Bánh cuốn is a dish that is as much about texture as it is about flavor. The three large rolls are filled with ground pork, wild mushrooms and crispy shallots, wrapped in sheets of fermented rice dough. It’s such a big part that we take it home
Our number is called as he walks out again with a tray of food to go with our chilled boxes from Wicklow Wolf. Three hot and crispy homemade spring rolls (€5), garnished with carrots and grated pork, and dipped in a sweet sauce spiced up with a little chilli. Two large vegetarian summer rolls (€5) are crisp and fresh, the shredded cabbage, tofu cubes and noodles visible through the thin wrapper.
On the advice of Andy Noonan, the chef behind the Big Grill Festival and die-hard Aobaba fan, I ordered the pho bo tai (€8.50 the smallest option), but switching to the fresh noodles I ended up with something a little different – a slow cooked piece of brisket rather than a barely cooked pink slice sitting in broth. Seems like a good middle ground for fresh, silky noodles, filled with bean sprouts, finely chopped spring onions and cilantro in a mild, flavorful broth that we lightly lather with sriracha, to add extra heat.
We were warned that there would be a wait for the freshly steamed bánh cuốn (€8.50), another of Noonan’s recommendations.

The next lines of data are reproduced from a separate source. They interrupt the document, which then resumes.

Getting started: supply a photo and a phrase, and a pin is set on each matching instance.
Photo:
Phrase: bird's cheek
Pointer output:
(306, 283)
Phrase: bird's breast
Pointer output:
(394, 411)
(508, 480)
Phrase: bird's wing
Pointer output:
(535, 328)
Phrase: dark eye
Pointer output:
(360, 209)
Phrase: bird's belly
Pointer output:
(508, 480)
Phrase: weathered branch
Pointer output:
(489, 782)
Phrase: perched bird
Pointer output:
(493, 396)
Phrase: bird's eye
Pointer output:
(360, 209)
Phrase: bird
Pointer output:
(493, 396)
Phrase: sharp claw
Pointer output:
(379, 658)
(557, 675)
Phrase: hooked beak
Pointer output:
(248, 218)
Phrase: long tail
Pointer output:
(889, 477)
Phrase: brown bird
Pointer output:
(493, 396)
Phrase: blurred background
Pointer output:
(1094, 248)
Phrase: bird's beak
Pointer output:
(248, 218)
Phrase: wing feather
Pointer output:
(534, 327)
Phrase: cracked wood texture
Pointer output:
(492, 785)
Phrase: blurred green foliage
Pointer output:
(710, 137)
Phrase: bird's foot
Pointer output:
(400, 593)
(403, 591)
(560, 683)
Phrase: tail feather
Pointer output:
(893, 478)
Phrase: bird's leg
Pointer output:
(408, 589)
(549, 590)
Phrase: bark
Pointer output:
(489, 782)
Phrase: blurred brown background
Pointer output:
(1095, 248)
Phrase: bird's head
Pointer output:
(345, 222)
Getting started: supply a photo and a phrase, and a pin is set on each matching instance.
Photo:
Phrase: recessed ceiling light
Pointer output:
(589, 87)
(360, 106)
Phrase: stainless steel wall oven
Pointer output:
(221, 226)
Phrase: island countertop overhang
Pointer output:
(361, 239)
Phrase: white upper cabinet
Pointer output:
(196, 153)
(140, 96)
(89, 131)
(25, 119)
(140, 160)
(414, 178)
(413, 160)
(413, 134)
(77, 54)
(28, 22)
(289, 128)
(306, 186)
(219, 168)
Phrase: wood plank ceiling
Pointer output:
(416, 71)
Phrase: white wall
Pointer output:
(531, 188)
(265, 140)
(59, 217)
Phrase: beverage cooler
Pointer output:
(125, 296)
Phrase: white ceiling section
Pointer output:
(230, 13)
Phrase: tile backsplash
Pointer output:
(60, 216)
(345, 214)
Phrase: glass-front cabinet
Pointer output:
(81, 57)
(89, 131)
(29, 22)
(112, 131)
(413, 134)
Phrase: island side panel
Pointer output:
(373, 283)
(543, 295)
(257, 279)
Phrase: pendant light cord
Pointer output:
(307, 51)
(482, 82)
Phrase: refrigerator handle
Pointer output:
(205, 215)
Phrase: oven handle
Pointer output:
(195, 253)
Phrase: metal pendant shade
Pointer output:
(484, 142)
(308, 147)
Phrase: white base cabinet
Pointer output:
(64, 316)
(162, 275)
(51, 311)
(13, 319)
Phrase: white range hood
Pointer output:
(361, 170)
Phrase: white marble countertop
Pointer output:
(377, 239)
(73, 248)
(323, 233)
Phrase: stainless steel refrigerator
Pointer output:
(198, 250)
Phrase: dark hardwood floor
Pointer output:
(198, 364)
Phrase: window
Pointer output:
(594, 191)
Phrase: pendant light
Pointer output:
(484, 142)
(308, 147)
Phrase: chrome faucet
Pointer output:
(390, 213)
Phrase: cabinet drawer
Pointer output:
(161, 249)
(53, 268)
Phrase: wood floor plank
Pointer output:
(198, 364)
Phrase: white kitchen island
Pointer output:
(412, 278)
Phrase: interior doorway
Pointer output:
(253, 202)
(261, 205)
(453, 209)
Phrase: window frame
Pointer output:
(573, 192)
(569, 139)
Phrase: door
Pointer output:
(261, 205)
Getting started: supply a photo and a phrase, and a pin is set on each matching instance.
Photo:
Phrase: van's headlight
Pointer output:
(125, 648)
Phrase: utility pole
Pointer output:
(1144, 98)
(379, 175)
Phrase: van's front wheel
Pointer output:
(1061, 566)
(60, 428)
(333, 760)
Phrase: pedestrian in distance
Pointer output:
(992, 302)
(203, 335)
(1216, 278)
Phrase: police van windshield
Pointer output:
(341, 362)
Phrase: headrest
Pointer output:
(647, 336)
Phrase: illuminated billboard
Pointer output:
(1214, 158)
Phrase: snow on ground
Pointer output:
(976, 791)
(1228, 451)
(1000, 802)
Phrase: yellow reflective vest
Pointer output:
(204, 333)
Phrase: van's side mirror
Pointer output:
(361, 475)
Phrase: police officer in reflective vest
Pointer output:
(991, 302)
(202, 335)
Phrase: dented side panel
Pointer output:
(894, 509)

It’s a dish that’s as much in texture as it is in flavor, with three large rolls stuffed with ground pork, wood ears and crispy shallots, wrapped in sheets of fermented rice dough. The filmy, jelly-like wrapper means it’s a bit difficult to eat with chopsticks, so we dip it into the dip with our hands, though ultimately we’re defeated. It’s such a big part that we take some of it home.
There are a few choice stools at a bar counter inside, and even if you don’t land any, it’s the kind of place you’d be perfectly comfortable eating alone. Or, indeed, chat with the people next to you, like we do
In keeping with the street food vibe, only a few of Aobaba’s dishes do double duty. Noonan says he often comes here alone, and I understand why. There are a few choice stools at the counter of a bar inside, facing the street, and even if you don’t land any, it’s the kind of place you’d be perfectly comfortable sitting on. eat alone. Or, indeed, chatting with the people next to you, like we do, taking note that the prawn and vegetable pho they eat will definitely be on the list for a future visit. Although not in the larger portion of €11.
I’m not trying to predict the weather for the rest of the summer, but regardless, it’s well worth exploring the pedestrianized joy that is Capel Street. This is Dublin’s little pocket of individuality, and a quick bite at Aobaba is very tasty indeed.
Dinner for two with two waters was €30.
THE VERDICT Cheap and tasty Vietnamese street food.
Facilities For the shape, down a steep staircase.
Origin of food Jim Franey Ltd, vegetables from Michael Dowling & Son.
Vegetarian options Lots of vegetarian and vegan options, as the noodles can be served in vegetable broth with Jan Jan tofu or homemade fried gluten strips.
Wheelchair access The room is accessible but there is no accessible toilet.